The feature in overnight trading was a stock market sell-off in Asia and Europe, led by Japan’s Nikkei stock index being down over 4%. Some very weak U.S. manufacturing data Monday pushed the U.S. stock indexes sharply lower, and world stock markets followed overnight. U.S. stock indexes were stable and pausing Tuesday morning.
Traders and investors worldwide are still jittery over the situation with some emerging market currencies being in turmoil—although those troubled smaller currencies were generally seeing good behavior Tuesday. The past couple weeks have seen investor risk appetite markedly decrease, and that’s been bullish for gold and U.S. Treasuries, but bearish for the equities markets.

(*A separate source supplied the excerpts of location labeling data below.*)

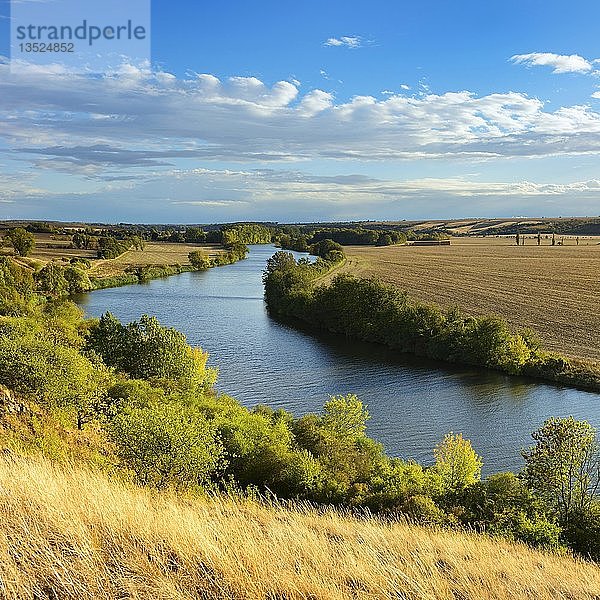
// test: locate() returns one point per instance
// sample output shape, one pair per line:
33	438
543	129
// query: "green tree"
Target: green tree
199	260
345	416
564	465
167	444
21	240
145	349
51	280
457	463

Market watchers are wondering more and more early this year if the very mature bull market runs in world equity markets have finally run out of gas. Indeed, the month of January was unkind to the U.S. stock index bulls. Also, the higher daily price volatility at higher price levels in the U.S. stock indexes early this year is a bearish technical warning signal of a topping process playing out.
The recent spate of disappointing U.S. economic data now puts even more importance on Friday’s monthly U.S. jobs report for January. The early forecasts are for the key non-farm payrolls figure of the employment report to come in at up around 190,000 in January.
The Chinese Lunar New Year holiday has China on holiday early this week. That is keeping Asian markets somewhat subdued.
U.S. economic data due for release Tuesday includes the weekly Goldman Sachs and Johnson Redbook retail sales reports, the ISM New York report on business, manufacturers’ shipments and orders, and the IDB/TIPP economic optimism index.